Home / Poker News May 2012 / Chris Christie’s Online Poker Commitment Questioned
Chris Christie’s Online Poker Commitment Questioned
Posted by: Jo Martin - Fri, 2012-05-11 03:53
Bad news for New Jersey-based online poker players who may have been looking forward to the online gambling/poker bill pushed by State Sen. Raymond Lesniak and supposedly supported by Gov. Chris Christie: politics may yet again be getting in the way of online poker achieving legalized and regulated status in yet another US jurisdiction. Raymond Lesniak came forth the other day, stating that Chris Christie’s support of the bill is ‘certainly wavering’ and that he and State Sen. Jim Whalen had been told by Christie’s staff that they were getting strong opposition to the proposed bill from high-up places and some extremely powerful interests.
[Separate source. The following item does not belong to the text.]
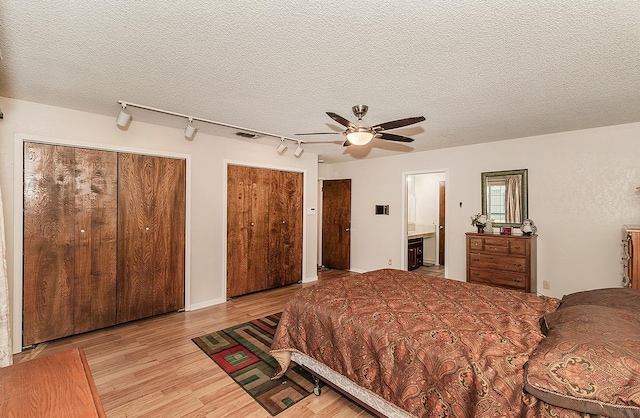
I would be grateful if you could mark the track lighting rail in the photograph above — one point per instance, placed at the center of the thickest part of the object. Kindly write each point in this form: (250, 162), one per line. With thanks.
(213, 122)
According to Lesniak, the source of that opposition is pretty clear: Sheldon Adelson, chairman of the Las Vegas Sands is one of the biggest republican donors, who has made his opposition to any sort of attempt to legalize and regulate
online poker and gambling quite clear in the past.
His name being floated as a potential running mate for Mitt Romney, Christie simply cannot afford to go against the tide in this matter, or so it seems. Even if he doesn’t get the VP position, he’s pretty much guaranteed to end up with some sort of position in the Romney administration should the republican candidate – unlikely as it is – win the November elections.
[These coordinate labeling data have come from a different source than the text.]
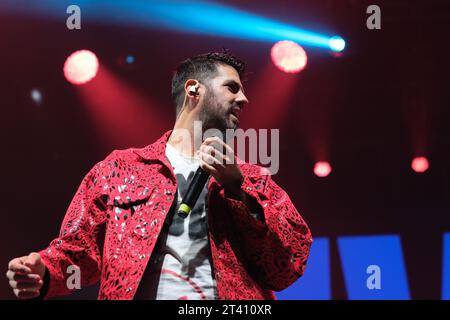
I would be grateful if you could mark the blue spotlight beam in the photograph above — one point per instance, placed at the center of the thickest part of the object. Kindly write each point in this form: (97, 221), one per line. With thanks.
(194, 16)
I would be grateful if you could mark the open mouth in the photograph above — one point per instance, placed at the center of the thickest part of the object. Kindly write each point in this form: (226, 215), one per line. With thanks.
(235, 112)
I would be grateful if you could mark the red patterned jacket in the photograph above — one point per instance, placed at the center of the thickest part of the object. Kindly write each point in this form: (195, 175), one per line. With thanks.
(115, 217)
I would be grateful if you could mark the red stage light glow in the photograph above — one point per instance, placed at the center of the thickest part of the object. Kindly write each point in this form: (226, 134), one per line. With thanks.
(81, 67)
(288, 56)
(420, 164)
(322, 169)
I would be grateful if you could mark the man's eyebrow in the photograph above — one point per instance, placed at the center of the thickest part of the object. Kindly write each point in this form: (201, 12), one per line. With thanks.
(233, 82)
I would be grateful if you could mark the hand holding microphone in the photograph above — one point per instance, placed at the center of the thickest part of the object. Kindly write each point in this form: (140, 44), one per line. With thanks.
(216, 159)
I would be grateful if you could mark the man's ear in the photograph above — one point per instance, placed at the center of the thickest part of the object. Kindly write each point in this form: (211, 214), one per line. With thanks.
(191, 87)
Romney, who is a Mormon, has spoken out against online gambling numerous times in the past, and should he win, the prospects of legal online poker and gambling in the US will definitely fade away quickly.
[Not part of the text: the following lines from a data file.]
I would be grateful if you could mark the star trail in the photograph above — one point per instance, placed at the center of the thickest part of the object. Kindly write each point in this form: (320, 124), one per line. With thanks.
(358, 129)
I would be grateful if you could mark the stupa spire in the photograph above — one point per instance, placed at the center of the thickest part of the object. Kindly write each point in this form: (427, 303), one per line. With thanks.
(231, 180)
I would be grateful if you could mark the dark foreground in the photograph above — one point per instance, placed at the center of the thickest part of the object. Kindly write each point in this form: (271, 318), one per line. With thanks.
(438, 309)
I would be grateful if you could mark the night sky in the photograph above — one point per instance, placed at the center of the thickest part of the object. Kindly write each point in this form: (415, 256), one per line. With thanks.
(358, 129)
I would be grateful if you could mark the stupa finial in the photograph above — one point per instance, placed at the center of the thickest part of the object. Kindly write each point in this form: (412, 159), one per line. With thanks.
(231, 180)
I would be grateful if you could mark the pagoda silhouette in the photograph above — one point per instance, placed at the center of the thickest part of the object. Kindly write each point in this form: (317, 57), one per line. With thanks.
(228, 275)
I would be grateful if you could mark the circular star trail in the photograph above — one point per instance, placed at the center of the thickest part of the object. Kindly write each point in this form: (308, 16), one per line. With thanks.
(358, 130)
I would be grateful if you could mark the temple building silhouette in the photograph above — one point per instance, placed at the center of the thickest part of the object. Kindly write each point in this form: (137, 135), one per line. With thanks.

Christie has been sending mixed signals to supporters of online poker in the last few months. Although he had vetoed a previous initiative, he signaled in January that he had changed his stance on the matter, a move which encouraged Lesniak and his co-sponsors to submit the bill in an altered, amended form. With the presidential elections looming on the horizon though, it now once again seems like New Jersey’s plans for legal and regulated online poker will be put on hold indefinitely.